The problem falls on both sides.
No, because the publisher is the one who makes
their problem, the end-user's problem.
If you’re providing money for something, you’ll need to get returns at a point. Devs commit to delivering a product at a particular time, with a particular quality treshold.
You can’t keep blaming the people who pay for everything when the guys crunching the actual work aren’t able to put in stuff that’s standard fare at this point.
They are paying for milestones across years of development, if there are intrinsic problems they should be able to see them coming miles off from release and adjust accordingly.
Not to mention that its not unusual for the original creative to constantly revised in accordance with publisher edicts based on their vision for what is marketable and profitable.

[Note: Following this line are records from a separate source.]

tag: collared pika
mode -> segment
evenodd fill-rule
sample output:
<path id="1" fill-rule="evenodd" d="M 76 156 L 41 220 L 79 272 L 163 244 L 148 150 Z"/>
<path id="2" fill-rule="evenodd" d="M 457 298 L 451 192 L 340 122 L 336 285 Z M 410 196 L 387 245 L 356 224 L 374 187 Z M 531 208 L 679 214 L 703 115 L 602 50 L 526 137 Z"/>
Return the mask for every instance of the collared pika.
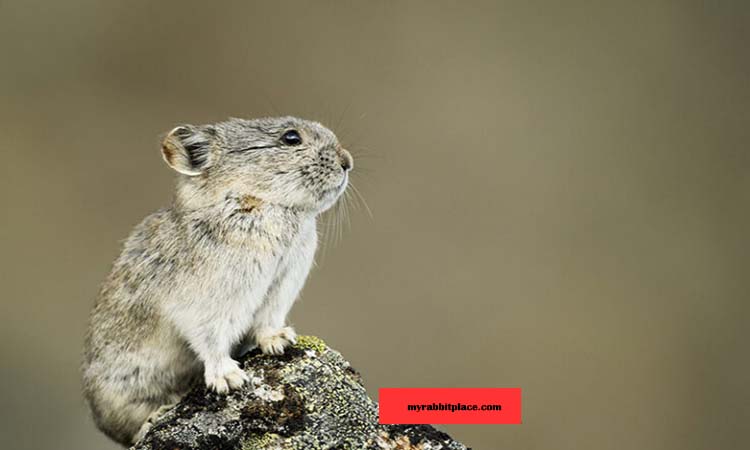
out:
<path id="1" fill-rule="evenodd" d="M 185 125 L 164 139 L 173 204 L 125 241 L 91 313 L 84 395 L 123 445 L 203 375 L 219 393 L 247 377 L 242 345 L 280 354 L 317 246 L 316 218 L 344 192 L 352 157 L 294 117 Z"/>

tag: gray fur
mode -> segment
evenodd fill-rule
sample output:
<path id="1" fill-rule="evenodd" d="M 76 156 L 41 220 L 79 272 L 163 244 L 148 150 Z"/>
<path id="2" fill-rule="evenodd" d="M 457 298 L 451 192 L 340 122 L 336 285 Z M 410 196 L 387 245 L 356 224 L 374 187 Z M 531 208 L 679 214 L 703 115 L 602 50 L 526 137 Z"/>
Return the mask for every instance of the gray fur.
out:
<path id="1" fill-rule="evenodd" d="M 296 130 L 300 145 L 282 136 Z M 317 246 L 316 218 L 347 186 L 351 155 L 293 117 L 173 129 L 162 154 L 173 204 L 125 241 L 91 313 L 84 394 L 97 426 L 130 445 L 201 375 L 223 393 L 246 381 L 232 352 L 278 354 Z"/>

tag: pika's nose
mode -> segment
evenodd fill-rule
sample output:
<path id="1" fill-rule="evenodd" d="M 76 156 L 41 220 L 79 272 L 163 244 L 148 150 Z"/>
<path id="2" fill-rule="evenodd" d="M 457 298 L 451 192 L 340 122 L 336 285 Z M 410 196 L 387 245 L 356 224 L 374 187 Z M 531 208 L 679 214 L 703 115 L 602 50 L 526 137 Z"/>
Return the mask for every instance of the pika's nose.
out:
<path id="1" fill-rule="evenodd" d="M 339 159 L 341 160 L 341 167 L 345 171 L 348 172 L 352 170 L 352 167 L 354 167 L 354 159 L 352 158 L 351 153 L 349 153 L 347 150 L 342 148 L 341 151 L 339 152 Z"/>

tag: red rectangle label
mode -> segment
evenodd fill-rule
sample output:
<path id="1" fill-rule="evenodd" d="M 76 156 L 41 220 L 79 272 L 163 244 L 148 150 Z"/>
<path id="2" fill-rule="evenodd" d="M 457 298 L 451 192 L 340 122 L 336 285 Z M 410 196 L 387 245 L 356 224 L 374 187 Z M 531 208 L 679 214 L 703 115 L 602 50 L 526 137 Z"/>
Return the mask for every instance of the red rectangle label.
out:
<path id="1" fill-rule="evenodd" d="M 521 388 L 381 388 L 381 424 L 521 423 Z"/>

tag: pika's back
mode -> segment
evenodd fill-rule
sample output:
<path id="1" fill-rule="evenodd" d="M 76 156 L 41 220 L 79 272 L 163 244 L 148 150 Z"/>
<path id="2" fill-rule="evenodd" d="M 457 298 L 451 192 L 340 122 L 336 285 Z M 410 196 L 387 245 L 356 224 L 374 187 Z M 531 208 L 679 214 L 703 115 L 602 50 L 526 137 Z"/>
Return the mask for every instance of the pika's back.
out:
<path id="1" fill-rule="evenodd" d="M 128 351 L 156 328 L 154 292 L 171 282 L 181 260 L 173 215 L 171 209 L 149 215 L 125 240 L 91 313 L 87 360 L 105 351 Z"/>

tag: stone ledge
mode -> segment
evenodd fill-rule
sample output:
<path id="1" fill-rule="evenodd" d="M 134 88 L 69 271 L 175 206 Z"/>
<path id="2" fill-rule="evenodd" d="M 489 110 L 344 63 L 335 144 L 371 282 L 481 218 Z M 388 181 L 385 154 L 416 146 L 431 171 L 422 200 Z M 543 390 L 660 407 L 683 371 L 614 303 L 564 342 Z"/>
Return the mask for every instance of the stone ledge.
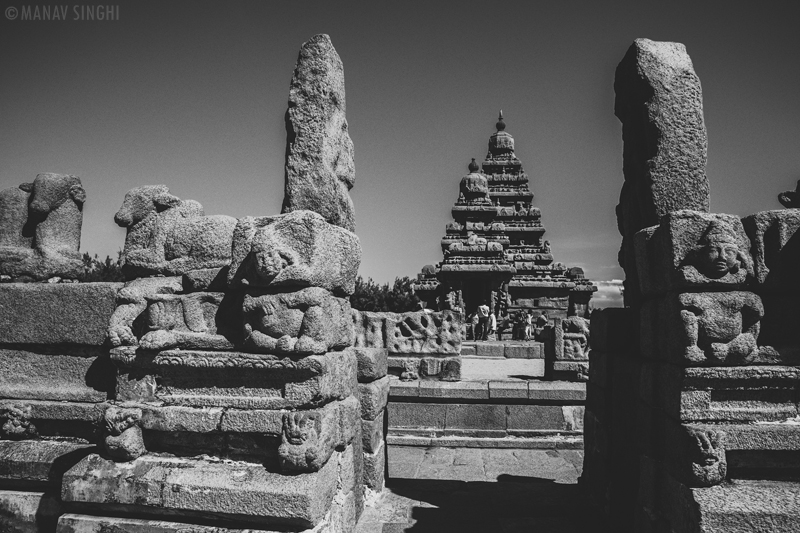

The reason why "hands off" publishing is generally seen as preferable because if the publisher (typically represented by an external or executive producer put in place to hole the creative vision) starts flip-flopping and adding items to the schedule, it can and often does go badly.
Especially when the project has already had a year long delay.
If they spent that year continuing to publicly hype the product despite knowing that development was going badly, how is this excusable?
Blaming publishers is the popular thing, but as we’ve seen with the Scalebound case, it isn’t always correct.
I'm betting you don't know anything about the specifics of what happened with Scalebound, and certainly not both sides of the story, so please.
Blaming publishers is ALWAYS appropriate because they have perverse incentives (insofar as they can -and do- make a determination to cut their losses at all points from inception to publication) and are the ones with executive control.